Mutiara Kehidupan Keluarga #1 : "Berkat dan Bersyukur"
Kedua orang tua penulis adalah pendidik dan kami hidup dalam kesederhanaan dengan didikan yang penuh nilai-nilai leluhur, nilai agama dan budaya. Pada kenyataannya keberadaan orangtua penulis ternyata juga hidup dan mewarisi nilai-nilai pendahulunya yang juga mengandung nilai budaya dan agama.
Cara mendidik kedua orang tua bukan hanya melalui ucapan tetapi yang sangat membekas adalah tingkatan mengajar untuk mengerjakan berbagai hal dengan memberi contoh atau bahasa lainnya leading by example.
Pada bagian pertama tulisan berseri ini penulis mengangkat judul terkait dengan berkat dan bersyukur. Kata berkat atau sebutan lain berkah dalam Kamus Besar Bahasa Indonesia memiliki 4 pengertian yaitu : 1) karunia Tuhan yang membawa kebaikan dalam hidup manusia, 2) doa restu dan pengaruh baik (yang mendatangkan selamat dan bahagia) dari orang yang dihormati atau dianggap suci (keramat), seperti orang tua, guru, pemuka agama, 3) makanan dan sebagainya yang dibawa pulang sehabis kenduri, 4) mendatangkan kebaikan, bermanfaat; berkah.
Berkat dalam keyakinan kami di ajarkan dengan jelas dalam Ulangan 28: 1-14. Sebagai sebuah bentuk sikap hidup untuk merespon pemberian karunia Tuhan Yang Maha Kuasa, Sang Pencipta Alam Semesta dengan selalu bersyukur dalam segala hal begitupun dalam berbagai situasi dan kondisi.

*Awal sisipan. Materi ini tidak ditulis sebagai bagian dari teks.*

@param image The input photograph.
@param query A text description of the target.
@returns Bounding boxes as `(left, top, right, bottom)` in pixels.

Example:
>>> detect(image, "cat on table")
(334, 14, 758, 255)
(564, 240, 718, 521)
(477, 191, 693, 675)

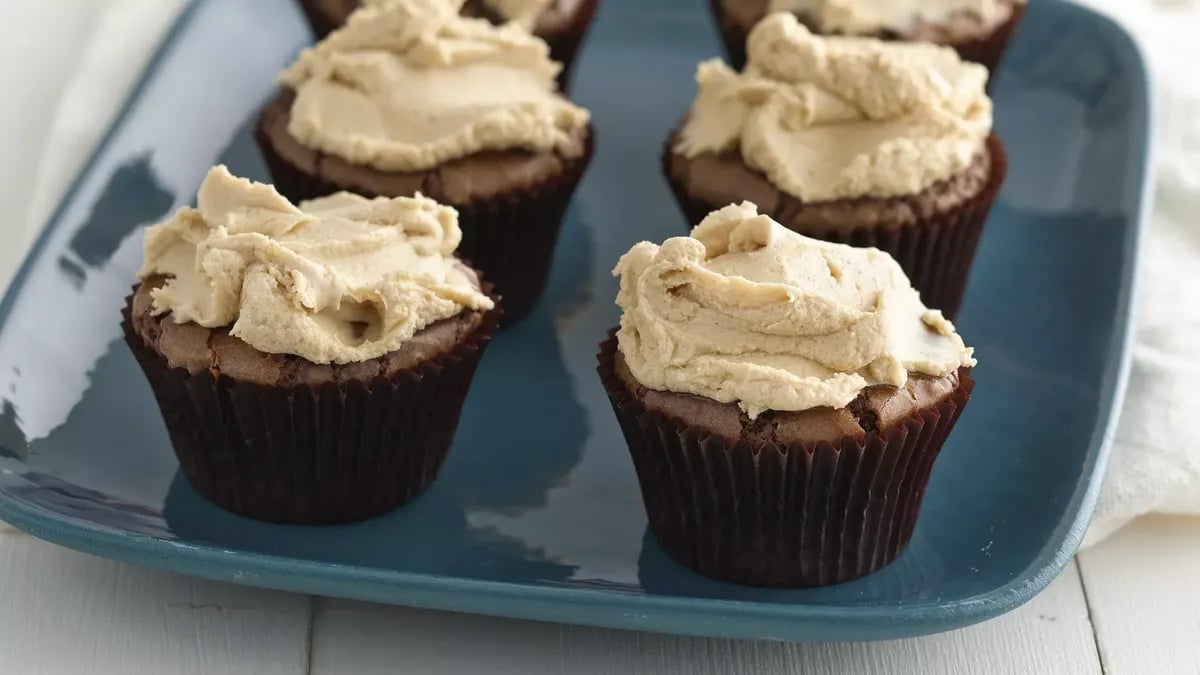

Ada hal menarik yang sering di katakan mamie ( sapaan panggilan bagi ibu) pada kondisi tertentu dengan ucapan “berkat tu ana e”. Sebuah kalimat dalam dialek Ambon yang arti padanannya “berkat itu, anakku”.
Alkisah kami selalu berangkat sekolah dengan perut yang terisi, sesuai ajaran papie ( sebutan bagi ayah) sebagai seorang guru pendidikan jasmani bahwa ke sekolah harus dengan perut yang kenyang, sehingga dapat berkonsentrasi mengikuti pelajaran sepanjang hari. Hal ini cukup untuk mengganjal perut sehingga tidak perlu jajan di sekolah. Tidak ada aturan diberi uang jajan untuk di belanjakan di sekolah bagi setiap anak.
Apa sebenarnya menu di pagi hari sebelum ke sekolah?. Masih ingat betul setiap pagi tersaji roti 4 (empat) tangkap dan segelas susu di meja makan. Kami harus menghabiskan sebagai syarat kecukupan gisi empat sehat lima sempurna , tandas ayah kami.
Kebiasaan sarapan roti ini mengalami perubahan ketika penulis kuliah di Surabaya dimana cara sarapan di wilayah Jawa adalah dengan menyantap nasi diwaktu pagi.
Setelah jam sekolah usai maka kami bergegas pulang ke rumah. Yang teringat benar dalam benak penulis ketika tudung saji di meja makan diangkat untuk melihat menu makan siang, terkadang kurang selera dan langsung air muka mengkerut atau cemberut.